O setor da beleza é um dos que mais cresce. Enquanto a economia cresceu 59% nos últimos 15 anos, o setor de higiene pessoal, perfumaria e cosméticos cresceu 341%, sem considerar a inflação do período. Não é à toa que as oportunidades para profissionais que atuam nesse segmento têm sido cada vez mais promissoras.
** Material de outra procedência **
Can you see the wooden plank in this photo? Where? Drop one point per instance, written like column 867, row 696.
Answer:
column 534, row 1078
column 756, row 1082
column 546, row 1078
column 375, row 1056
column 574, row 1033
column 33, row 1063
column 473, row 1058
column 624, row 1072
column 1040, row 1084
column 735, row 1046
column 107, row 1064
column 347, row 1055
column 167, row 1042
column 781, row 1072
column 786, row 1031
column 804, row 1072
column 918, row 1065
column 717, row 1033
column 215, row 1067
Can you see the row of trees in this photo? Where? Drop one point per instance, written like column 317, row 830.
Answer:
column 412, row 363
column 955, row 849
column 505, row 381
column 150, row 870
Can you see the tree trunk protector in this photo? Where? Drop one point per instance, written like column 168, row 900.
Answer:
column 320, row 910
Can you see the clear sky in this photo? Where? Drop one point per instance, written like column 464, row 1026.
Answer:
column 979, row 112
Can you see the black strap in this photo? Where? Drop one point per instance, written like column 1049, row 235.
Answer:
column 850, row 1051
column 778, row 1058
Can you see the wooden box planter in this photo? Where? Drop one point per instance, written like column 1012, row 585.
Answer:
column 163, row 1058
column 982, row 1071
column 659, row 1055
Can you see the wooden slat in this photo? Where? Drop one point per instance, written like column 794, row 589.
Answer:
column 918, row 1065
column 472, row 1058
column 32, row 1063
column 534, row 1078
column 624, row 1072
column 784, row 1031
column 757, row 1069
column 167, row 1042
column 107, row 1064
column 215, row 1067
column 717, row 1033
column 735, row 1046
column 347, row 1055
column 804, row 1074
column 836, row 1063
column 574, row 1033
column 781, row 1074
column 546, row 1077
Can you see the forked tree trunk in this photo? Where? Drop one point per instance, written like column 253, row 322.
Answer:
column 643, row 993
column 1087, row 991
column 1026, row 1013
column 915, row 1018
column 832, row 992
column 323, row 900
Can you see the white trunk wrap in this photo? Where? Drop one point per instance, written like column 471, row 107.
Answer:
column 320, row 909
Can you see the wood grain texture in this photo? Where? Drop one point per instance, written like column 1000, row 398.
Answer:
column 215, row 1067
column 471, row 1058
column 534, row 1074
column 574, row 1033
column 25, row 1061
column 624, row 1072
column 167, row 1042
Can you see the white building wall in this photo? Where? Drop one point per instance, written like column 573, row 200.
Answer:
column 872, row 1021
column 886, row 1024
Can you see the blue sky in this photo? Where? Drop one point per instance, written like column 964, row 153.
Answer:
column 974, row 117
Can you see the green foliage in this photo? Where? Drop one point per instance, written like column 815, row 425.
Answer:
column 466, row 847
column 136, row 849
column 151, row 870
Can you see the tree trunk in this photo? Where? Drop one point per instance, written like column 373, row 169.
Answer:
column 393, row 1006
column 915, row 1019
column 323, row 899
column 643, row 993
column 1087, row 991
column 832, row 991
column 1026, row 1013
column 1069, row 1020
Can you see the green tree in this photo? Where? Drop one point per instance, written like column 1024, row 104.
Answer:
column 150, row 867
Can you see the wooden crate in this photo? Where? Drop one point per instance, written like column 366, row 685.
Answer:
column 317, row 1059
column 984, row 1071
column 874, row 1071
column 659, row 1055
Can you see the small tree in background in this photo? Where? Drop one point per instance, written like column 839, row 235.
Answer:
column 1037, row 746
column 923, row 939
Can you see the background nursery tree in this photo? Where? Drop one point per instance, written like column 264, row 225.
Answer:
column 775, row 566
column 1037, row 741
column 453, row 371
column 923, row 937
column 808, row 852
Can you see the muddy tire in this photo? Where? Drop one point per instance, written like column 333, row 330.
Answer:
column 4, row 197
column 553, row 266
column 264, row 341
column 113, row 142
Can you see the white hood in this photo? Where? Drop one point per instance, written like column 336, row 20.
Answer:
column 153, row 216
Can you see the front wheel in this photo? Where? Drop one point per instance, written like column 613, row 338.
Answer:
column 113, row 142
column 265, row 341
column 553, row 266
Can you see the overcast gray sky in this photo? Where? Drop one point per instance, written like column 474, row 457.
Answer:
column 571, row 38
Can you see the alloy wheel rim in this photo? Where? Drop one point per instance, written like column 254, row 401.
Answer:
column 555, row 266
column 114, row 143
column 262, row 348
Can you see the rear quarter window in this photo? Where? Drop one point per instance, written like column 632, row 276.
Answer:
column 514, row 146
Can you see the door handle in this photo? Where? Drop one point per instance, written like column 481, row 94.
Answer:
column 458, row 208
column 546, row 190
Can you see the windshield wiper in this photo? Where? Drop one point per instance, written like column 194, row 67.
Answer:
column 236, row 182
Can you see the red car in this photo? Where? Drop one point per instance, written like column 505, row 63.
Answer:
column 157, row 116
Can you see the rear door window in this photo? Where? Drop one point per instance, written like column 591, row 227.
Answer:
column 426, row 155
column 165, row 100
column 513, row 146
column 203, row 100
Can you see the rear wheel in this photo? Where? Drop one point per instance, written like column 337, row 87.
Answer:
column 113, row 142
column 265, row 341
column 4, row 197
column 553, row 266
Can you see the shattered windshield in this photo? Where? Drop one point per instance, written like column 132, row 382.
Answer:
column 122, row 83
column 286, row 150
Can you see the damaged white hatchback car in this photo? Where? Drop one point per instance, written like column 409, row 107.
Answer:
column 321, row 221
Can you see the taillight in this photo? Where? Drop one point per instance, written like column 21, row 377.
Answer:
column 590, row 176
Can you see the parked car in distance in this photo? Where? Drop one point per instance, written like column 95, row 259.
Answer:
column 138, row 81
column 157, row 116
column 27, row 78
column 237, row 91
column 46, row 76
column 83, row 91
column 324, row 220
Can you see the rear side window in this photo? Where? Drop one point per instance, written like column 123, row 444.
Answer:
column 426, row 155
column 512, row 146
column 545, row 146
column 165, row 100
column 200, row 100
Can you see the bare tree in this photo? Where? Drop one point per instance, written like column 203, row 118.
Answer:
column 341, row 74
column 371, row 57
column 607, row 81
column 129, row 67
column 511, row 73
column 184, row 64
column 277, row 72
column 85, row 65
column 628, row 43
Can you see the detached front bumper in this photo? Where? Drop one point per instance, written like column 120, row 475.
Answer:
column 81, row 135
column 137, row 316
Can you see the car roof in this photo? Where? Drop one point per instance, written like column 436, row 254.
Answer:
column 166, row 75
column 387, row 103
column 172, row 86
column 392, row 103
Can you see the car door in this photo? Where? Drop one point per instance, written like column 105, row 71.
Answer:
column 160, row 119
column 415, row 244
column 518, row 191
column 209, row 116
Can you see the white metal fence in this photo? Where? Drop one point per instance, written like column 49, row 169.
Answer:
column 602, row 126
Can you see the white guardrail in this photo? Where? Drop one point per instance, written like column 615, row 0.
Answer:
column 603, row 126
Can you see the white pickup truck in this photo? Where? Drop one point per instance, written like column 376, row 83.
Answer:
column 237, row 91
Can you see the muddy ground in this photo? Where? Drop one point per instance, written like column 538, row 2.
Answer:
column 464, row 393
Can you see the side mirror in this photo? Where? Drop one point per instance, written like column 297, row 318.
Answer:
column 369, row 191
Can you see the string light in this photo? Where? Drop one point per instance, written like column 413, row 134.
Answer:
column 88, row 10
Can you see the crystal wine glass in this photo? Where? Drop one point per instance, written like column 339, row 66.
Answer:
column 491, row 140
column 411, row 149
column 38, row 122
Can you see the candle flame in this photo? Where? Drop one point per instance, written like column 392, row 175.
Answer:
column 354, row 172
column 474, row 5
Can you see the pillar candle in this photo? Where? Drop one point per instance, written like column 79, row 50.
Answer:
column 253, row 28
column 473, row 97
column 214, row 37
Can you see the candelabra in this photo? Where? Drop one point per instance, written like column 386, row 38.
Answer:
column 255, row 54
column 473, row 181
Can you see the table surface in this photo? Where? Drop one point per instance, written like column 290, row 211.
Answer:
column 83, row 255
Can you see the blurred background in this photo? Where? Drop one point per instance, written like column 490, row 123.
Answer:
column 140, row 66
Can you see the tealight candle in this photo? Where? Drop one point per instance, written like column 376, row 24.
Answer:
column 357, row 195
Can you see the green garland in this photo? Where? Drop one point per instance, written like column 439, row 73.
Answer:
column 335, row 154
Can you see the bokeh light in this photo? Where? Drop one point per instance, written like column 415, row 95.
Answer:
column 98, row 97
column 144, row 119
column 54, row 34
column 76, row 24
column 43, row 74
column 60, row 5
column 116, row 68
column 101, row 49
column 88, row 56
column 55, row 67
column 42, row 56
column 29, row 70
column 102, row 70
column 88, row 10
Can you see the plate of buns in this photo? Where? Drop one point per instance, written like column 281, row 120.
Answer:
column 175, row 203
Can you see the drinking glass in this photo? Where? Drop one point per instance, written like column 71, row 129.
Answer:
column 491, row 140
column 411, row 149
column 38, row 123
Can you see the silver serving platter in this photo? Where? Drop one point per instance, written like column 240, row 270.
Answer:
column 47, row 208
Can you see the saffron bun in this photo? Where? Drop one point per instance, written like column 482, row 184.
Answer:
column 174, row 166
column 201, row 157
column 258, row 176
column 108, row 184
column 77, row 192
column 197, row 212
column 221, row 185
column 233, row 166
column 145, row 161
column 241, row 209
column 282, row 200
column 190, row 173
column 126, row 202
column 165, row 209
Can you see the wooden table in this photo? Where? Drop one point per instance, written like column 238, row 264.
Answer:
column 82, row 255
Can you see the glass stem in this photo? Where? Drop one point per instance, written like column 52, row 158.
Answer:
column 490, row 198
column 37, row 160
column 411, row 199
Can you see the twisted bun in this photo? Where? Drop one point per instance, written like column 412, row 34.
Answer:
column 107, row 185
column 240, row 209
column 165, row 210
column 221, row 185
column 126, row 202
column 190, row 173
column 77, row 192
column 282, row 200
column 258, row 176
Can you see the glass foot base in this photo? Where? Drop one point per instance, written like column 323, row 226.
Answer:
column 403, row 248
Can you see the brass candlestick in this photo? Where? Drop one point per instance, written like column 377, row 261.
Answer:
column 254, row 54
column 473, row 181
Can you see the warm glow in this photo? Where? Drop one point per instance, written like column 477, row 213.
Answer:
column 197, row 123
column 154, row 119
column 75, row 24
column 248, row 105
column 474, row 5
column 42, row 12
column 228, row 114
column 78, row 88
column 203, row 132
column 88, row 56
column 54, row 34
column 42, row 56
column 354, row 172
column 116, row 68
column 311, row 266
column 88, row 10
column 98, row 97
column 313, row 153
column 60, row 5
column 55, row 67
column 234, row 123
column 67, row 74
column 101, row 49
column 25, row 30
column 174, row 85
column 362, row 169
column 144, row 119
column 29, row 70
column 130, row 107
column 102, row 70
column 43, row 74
De acordo com informações da Associação Brasileira da Indústria de Higiene Pessoal, Perfumaria e Cosméticos (Abihpec), o segmento de beleza hoje é o que menos sofre impacto com as crises econômicas e está em franca expansão no Brasil para o público feminino e masculino. Existem 2.178 empresas no setor de cosméticos no país, e o crescimento da indústria no ano passado foi de 2,8%, acima do PIB (Produto Interno Bruto). O Brasil ocupa a quarta posição no ranking mundial de maiores consumidores de produtos de higiene pessoal, perfumaria e cosméticos.
Diante desse cenário tão promissor, o ex-militar Bertiely encontrou uma saída para o problema do desemprego. “Depois de 8 anos no quadro temporário do Exército, me vi obrigado a me inserir novamente no mercado de trabalho. Como não estava conseguindo encontrar um emprego, minha esposa sugeriu que revendêssemos maquiagens. Confesso que nunca havia pensado no assunto, mas resolvi aceitar. Para minha surpresa as vendas foram um sucesso, resolvemos então fazer um investimento maior e acabou rendendo frutos”, conta o maquiador.
O casal percebeu que o negócio poderia prosperar, e resolveu abrir um empreendimento, que mescla loja física com virtual, uma tendência, no mercado mundial, mas as novidades não pararam por aí. Bertiely viu a necessidade de especializarem-se na área, para conhecerem mais profundamente os produtos que estavam comercializando.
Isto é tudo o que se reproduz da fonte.